Let $a_0,a_1,\ldots$ be an infinite sequence of positive numbers. Prove that the inequality $1+a_n>\sqrt[n]2a_{n-1}$ holds for infinitely many positive integers $n$.

Problem 6

Let $A_1,B_1,C_1$ be the midpoints of the sides $BC,CA,AB$ respectively of a triangle $ABC$. Points $K$ on segment $C_1A_1$ and $L$ on segment $A_1B_1$ are taken such that $$\frac{C_1K}{KA_1}=\frac{BC+AC}{AC+AB}\enspace\enspace\text{and}\enspace\enspace\frac{A_1L}{LB_1}=\frac{AC+AB}{BC+AB}.$$If $BK$ and $CL$ meet at $S$, prove that $\angle C_1A_1S=\angle B_1A_1S$.

Teachers

Day 1

Missing - Problem 1

Problem 2

Prove that for each $n\in\mathbb N$ the polynomial $(x^2+x)^{2^n}+1$ is irreducible over the polynomials with integer coefficients.

Problem 3

Find all positive integer $n$ for which there exist real number $a_1,a_2,\ldots,a_n$ such that $$\{a_j-a_i|1\le i<j\le n\}=\left\{1,2,\ldots,\frac{n(n-1)}2\right\}.$$

Day 2

Problem 4

Let $p\ge5$ be a prime number.
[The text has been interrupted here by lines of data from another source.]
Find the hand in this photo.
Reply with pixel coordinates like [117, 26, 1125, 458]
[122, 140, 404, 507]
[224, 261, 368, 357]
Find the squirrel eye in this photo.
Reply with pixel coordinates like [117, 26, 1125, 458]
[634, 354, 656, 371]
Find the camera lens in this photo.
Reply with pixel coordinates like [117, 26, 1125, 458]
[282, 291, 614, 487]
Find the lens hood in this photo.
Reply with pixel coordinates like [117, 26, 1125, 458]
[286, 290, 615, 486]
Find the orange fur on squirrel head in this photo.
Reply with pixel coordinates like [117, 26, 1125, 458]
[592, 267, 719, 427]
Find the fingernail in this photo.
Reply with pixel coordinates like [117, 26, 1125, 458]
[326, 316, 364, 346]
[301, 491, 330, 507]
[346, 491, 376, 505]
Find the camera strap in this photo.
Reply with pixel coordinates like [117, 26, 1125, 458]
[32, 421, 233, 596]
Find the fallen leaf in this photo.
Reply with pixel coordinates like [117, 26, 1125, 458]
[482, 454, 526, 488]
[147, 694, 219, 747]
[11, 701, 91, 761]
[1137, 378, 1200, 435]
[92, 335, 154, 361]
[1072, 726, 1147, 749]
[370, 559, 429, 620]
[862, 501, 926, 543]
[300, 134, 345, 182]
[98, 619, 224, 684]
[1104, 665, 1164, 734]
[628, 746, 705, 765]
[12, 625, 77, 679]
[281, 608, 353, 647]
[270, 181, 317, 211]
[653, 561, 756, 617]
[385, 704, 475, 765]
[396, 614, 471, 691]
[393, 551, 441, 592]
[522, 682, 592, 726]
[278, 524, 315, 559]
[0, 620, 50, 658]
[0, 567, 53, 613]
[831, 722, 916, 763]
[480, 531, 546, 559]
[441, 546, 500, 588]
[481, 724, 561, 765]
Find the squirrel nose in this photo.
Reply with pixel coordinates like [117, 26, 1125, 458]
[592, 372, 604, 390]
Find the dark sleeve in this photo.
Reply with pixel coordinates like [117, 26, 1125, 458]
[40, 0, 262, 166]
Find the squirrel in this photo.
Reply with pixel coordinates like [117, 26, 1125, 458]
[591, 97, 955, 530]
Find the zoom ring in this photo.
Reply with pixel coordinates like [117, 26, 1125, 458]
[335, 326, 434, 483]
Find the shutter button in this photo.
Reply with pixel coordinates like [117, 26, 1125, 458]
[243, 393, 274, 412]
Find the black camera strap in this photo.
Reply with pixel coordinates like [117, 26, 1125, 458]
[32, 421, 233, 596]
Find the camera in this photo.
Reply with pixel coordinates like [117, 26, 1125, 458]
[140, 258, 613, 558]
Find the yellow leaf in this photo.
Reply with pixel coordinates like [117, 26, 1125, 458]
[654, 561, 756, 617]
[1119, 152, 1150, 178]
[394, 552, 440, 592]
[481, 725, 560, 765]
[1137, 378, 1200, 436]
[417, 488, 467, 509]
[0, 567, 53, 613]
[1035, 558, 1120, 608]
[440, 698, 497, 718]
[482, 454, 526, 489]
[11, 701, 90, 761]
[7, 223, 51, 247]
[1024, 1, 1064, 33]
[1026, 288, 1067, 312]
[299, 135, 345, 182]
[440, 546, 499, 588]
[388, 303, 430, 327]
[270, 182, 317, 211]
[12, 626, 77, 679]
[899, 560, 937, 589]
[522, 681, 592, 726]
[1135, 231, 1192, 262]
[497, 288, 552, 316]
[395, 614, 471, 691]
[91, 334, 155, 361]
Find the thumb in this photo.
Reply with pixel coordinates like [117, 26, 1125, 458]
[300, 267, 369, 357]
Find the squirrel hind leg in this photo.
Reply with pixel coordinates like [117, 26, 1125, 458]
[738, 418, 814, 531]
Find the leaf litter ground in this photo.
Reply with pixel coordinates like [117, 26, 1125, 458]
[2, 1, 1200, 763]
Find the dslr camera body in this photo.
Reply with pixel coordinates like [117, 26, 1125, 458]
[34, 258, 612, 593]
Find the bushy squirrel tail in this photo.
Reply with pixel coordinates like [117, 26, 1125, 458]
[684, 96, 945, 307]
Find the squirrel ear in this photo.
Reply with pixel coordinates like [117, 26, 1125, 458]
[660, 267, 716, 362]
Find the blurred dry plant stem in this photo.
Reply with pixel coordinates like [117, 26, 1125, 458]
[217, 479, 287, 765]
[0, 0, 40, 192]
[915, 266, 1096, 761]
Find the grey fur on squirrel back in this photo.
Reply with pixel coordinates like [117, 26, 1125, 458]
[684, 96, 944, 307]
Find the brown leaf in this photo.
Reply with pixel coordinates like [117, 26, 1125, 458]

Prove that there exists $a\in\{1,2,\ldots,p-2\}$ satisfying $p^2\nmid a^{p-1}-1$ and $p^2\nmid(a+1)^{p-1}-1$.

Problem 5

Let $A$ be the ratio of the product of sides to the product of diagonals in a circumscribed pentagon. Find the maximum possible value of $A$.

Problem 6

Two squares of area $38$ are given. Each of the squares is divided into $38$ connected pieces of unit area by simple curves. Then the two squares are patched together. Show that one can sting the patched squares with $38$ needles so that every piece of each square is stung exactly once.